[FLASH-USERS] Changing number of processors on restart and Driver_setupParallelEnv

Mon Dec 17 10:55:26 EST 2018

On Sat, 15 Dec 2018, Joshua Wall wrote:

>     I'm currently experiencing a hang when calling MPI_Comm_Split in
> Driver_setupParallelEnv on a restart of a checkpoint file (the first call
> to get dr_meshComm). I am changing (increasing actually) the number of
> processors on this restart, since the code overran the maxblocks number
> during its AMR in this run. I suspect this has something to do with this
> crash.

Hello Joshua,

I don't see how this would be related to restarting from a checkpoint that 
was generated by a smaller number of tasks. The FLASH checkpoints should 
be essentially the same, independent of the number of tasks of the run 
that dumped them. I would expect that you should also see the same 
behavior if you restart from scratch on the same number of procs.

>    So two questions,
>     1) is there a straightforward way to sort this out? I couldn't find
> anything in the mailing list archive or
>     2) if not, can I safely just set all of the comms to be equal to
> dr_globalComm? I can't seem to find any code via a grep that uses the comms
> set up in this routine (dr_meshComm, dr_meshAcrossComm, dr_axisComm).

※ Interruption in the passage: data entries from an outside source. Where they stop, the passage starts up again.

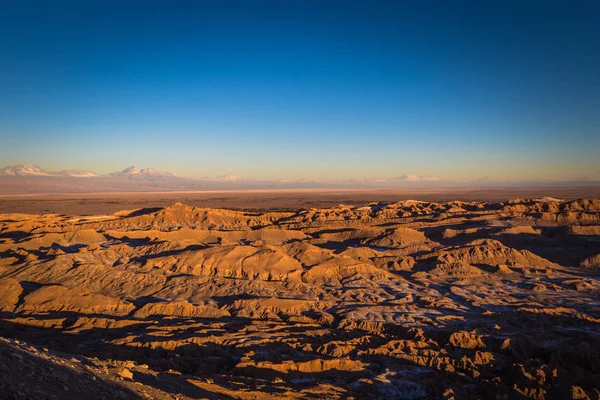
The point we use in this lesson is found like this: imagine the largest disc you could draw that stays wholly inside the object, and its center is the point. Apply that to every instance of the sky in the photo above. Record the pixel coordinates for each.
(304, 89)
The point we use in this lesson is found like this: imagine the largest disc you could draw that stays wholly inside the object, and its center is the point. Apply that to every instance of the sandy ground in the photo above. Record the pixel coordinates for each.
(260, 200)
(407, 300)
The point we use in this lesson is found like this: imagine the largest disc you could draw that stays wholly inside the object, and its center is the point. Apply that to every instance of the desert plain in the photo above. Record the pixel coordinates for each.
(472, 294)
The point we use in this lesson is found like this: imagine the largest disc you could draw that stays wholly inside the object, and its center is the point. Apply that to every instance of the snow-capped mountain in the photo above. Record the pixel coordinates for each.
(24, 170)
(232, 178)
(133, 172)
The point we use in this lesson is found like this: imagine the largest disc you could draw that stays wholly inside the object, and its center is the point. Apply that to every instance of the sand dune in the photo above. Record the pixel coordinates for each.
(405, 299)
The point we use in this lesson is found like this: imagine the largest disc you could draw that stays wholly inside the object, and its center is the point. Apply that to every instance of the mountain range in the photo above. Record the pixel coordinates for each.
(29, 178)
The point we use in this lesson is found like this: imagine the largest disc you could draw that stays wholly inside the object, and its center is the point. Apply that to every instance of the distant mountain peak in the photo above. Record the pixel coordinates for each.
(133, 172)
(24, 170)
(231, 177)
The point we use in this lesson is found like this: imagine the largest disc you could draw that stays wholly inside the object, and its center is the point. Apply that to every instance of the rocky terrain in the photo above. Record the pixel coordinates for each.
(407, 299)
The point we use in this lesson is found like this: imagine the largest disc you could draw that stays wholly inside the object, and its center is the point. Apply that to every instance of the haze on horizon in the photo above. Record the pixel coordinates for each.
(303, 89)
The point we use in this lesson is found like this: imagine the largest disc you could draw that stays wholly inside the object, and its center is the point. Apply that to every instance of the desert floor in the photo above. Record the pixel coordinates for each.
(142, 297)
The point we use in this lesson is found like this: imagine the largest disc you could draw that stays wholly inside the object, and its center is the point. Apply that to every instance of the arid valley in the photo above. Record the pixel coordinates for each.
(391, 299)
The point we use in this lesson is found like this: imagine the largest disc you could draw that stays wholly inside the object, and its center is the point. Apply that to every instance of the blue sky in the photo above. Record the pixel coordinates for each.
(303, 89)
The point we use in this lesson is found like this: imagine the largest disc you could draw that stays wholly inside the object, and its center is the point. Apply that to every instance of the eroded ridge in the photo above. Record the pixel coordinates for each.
(402, 300)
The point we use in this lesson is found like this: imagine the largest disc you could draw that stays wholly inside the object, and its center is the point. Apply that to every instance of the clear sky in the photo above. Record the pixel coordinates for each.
(303, 89)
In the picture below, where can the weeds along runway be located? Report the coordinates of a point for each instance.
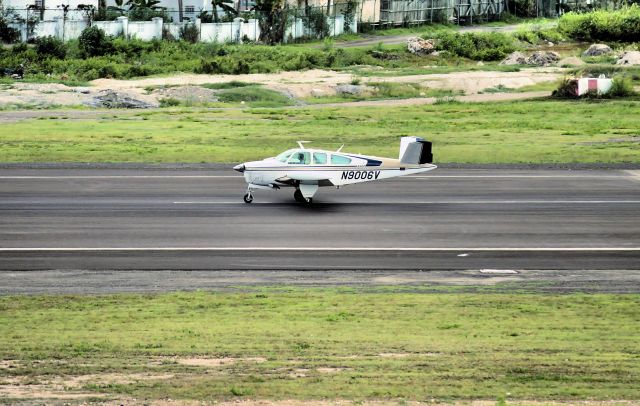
(106, 219)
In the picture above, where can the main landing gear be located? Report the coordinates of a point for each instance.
(300, 198)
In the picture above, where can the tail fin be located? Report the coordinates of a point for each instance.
(415, 151)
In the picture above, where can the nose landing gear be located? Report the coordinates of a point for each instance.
(300, 198)
(248, 198)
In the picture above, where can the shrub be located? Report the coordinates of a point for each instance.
(255, 95)
(94, 42)
(621, 25)
(189, 33)
(51, 47)
(478, 46)
(567, 89)
(526, 35)
(391, 90)
(622, 87)
(169, 102)
(316, 23)
(8, 34)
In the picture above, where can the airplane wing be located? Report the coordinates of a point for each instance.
(313, 179)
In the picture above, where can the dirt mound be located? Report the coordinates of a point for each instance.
(629, 58)
(191, 93)
(115, 100)
(543, 58)
(571, 61)
(597, 50)
(419, 46)
(515, 58)
(538, 58)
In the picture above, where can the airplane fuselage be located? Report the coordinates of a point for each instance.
(308, 169)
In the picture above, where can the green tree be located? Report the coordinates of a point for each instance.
(226, 5)
(273, 17)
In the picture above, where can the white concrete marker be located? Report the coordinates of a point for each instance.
(334, 249)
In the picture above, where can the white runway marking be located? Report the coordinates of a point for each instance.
(124, 177)
(635, 174)
(336, 249)
(516, 176)
(476, 202)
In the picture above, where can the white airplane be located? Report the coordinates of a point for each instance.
(308, 169)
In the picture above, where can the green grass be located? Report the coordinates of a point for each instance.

Which one of the MPI_Comm_Split calls is hanging?

Those various additional communicators generated from 
dr_globalComm (normally ==MPI_COMM_WORLD) in Driver_setupParallelEnv
are meant to be used AND significantly different from dr_globalComm
only in two situations:

 1) The Uniform Grid implementation (UG) is used (FLASH_GRID_UG is 
    defined).

 2) Mesh replication is used. (dr_meshCopyCount > 1).

Assuming that both of those conditions do not apply in your case, it 
should be safe to set those communicator variables to dr_globalcomm or 
perhaps some dummy value.

Klaus